What is your approach to mentoring and establishing a good lab culture?

As every person is different, I don't think there can be one mentoring style that fits all. So, what's very important to me is creating an open environment where everyone feels welcome and at ease to speak out, criticize, take criticism, challenge ideas and also to fail. This is what really nurtures new ideas and new directions. Also, I think we've benefited a lot from having people with diverse scientific and cultural backgrounds, from standard biochemistry or cell biology through clinical medicine to bioinformatics – it's very useful to have many different perspectives.

“[…] what's very important to me is creating an open environment where everyone feels welcome and at ease to speak out, criticize, take criticism, challenge ideas and also to fail.”

I imagine that many groups want to collaborate with you. What is in your view the key to establishing productive collaborations?

I think the most important part is good communication. Even if it's a small and straightforward collaboration where we do proteomics on a couple of samples, we need to make sure that the experimental setup is fine and what our collaborators want to get out of the experiment is properly discussed. But to make full use of proper scientific collaborations, I think you also need to get to know each other – both on the science side, to see what you can actually do together, and on the personal side, to find out how you can work together most effectively and productively.

Is there a piece of advice that you found helpful in your career?

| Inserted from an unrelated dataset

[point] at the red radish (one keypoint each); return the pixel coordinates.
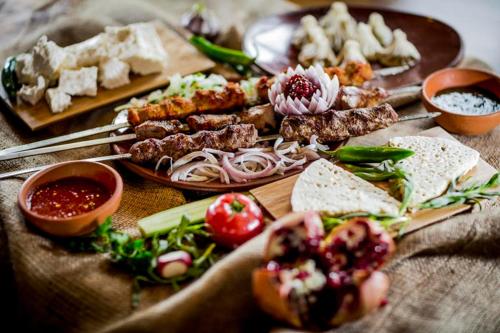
(173, 264)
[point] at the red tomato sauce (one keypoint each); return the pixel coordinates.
(68, 197)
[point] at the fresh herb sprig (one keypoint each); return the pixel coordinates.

I don't think I have a very specific one, but what I've learned is that it's important to appreciate just being able to be there and do science as our job. It can be challenging and competitive, but at the same time there is also an open community spirit that welcomes young people, which I think is really empowering.

Finally, what is something people might not know about you?

I read very different things, listen to all sorts of different music and, to the great amusement of my lab, watch very different kinds of TV shows! There, my curiosity might get the better of me sometimes. I also used to play a lot of music and do different sports, but these activities have taken a bit of a backseat – I spend most of my time outside the lab with my family.

Christian Münch's contact details: Institute of Biochemistry II, Goethe University Theodor-Stern-Kai 7,60590 Frankfurt am Main, Germany.


Christian Münch was interviewed by Máté Pálfy, Features & Reviews Editor at Journal of Cell Science. This piece has been edited and condensed with approval from the interviewee.